Re: Refactoring postmaster's code to cleanup after child exit

From: Heikki Linnakangas <hlinnaka(at)iki(dot)fi>
To: Andres Freund <andres(at)anarazel(dot)de>, Noah Misch <noah(at)leadboat(dot)com>, Michael Paquier <michael(at)paquier(dot)xyz>
Cc: Tomas Vondra <tomas(at)vondra(dot)me>, Thomas Munro <thomas(dot)munro(at)gmail(dot)com>, "pgsql-hackers(at)postgresql(dot)org" <pgsql-hackers(at)postgresql(dot)org>
Subject: Re: Refactoring postmaster's code to cleanup after child exit
Date: 2025-03-06 20:49:20
Message-ID: fd5e9523-78d3-4270-86b2-fd1b1eeb4fc9@iki.fi
Views: Raw Message | Whole Thread | Download mbox | Resend email
Thread:
Lists: pgsql-hackers

In short, all the 4 patches look good to me. Thanks for picking this up!
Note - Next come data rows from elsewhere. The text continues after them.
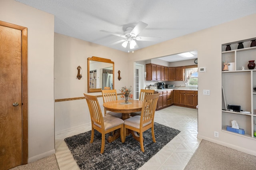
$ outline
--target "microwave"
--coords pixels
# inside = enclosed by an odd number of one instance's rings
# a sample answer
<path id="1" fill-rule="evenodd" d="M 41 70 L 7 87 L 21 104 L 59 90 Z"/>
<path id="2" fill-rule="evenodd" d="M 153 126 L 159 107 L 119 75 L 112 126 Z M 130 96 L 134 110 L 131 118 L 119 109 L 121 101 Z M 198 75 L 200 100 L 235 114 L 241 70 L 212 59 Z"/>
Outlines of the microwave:
<path id="1" fill-rule="evenodd" d="M 175 85 L 166 85 L 165 88 L 166 89 L 174 89 L 175 88 Z"/>

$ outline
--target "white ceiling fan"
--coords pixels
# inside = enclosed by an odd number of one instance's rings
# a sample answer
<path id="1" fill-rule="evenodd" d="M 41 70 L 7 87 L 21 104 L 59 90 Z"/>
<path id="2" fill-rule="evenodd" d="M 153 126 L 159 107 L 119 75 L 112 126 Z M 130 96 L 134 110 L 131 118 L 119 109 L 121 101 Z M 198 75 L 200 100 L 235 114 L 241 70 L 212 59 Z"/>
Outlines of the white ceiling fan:
<path id="1" fill-rule="evenodd" d="M 148 26 L 147 24 L 140 21 L 134 28 L 131 27 L 127 27 L 126 30 L 124 32 L 124 35 L 121 35 L 104 30 L 101 30 L 100 31 L 124 38 L 124 40 L 114 42 L 111 45 L 114 45 L 123 42 L 122 45 L 124 48 L 126 48 L 128 45 L 128 52 L 129 53 L 130 52 L 129 49 L 134 49 L 137 45 L 135 40 L 154 41 L 157 39 L 160 38 L 160 37 L 156 37 L 137 36 L 147 26 Z M 134 52 L 133 49 L 132 49 L 132 52 Z"/>

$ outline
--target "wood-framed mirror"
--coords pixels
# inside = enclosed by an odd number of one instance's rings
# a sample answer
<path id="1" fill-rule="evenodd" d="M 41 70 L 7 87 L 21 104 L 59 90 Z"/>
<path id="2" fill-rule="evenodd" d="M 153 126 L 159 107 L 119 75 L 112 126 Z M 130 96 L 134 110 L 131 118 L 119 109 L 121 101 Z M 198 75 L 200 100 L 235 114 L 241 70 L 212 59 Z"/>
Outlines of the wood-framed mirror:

On 06/03/2025 22:16, Andres Freund wrote:
> On 2025-03-05 20:49:33 -0800, Noah Misch wrote:
>>> This behaviour makes it really hard to debug problems. It'd have been a lot
>>> easier to understand the problem if we'd seen psql's stderr before the test
>>> died.
>>>
>>> I guess that mean at the very least we'd need to put an eval {} around the
>>> ->pump() call., print $self->{stdout}, ->{stderr} and reraise an error?
>>
>> That sounds right.
>
> In the attached patch I did that for wait_connect(). I did verify that it
> works by implementing the wait_connect() fix before fixing
> 002_connection_limits.pl, which fails if a sleep(1) is added just before the
> proc_exit(1) for FATAL.

+1. For the archives sake, I just want to clarify that this pump stuff
is all about getting better error messages on a test failure. It doesn't
help with the original issue.

This is all annoyingly complicated, but getting good error messages is
worth it.

> On 2025-03-05 08:23:32 +0900, Michael Paquier wrote:>> Why not adding an injection point with a WARNING or a LOG generated,
then
>> check the server logs for the code path taken based on the elog() generated
>> with the point name?
>
> I think the log_min_messages approach is a lot simpler. If we need something
> like this more widely we can reconsider injection points...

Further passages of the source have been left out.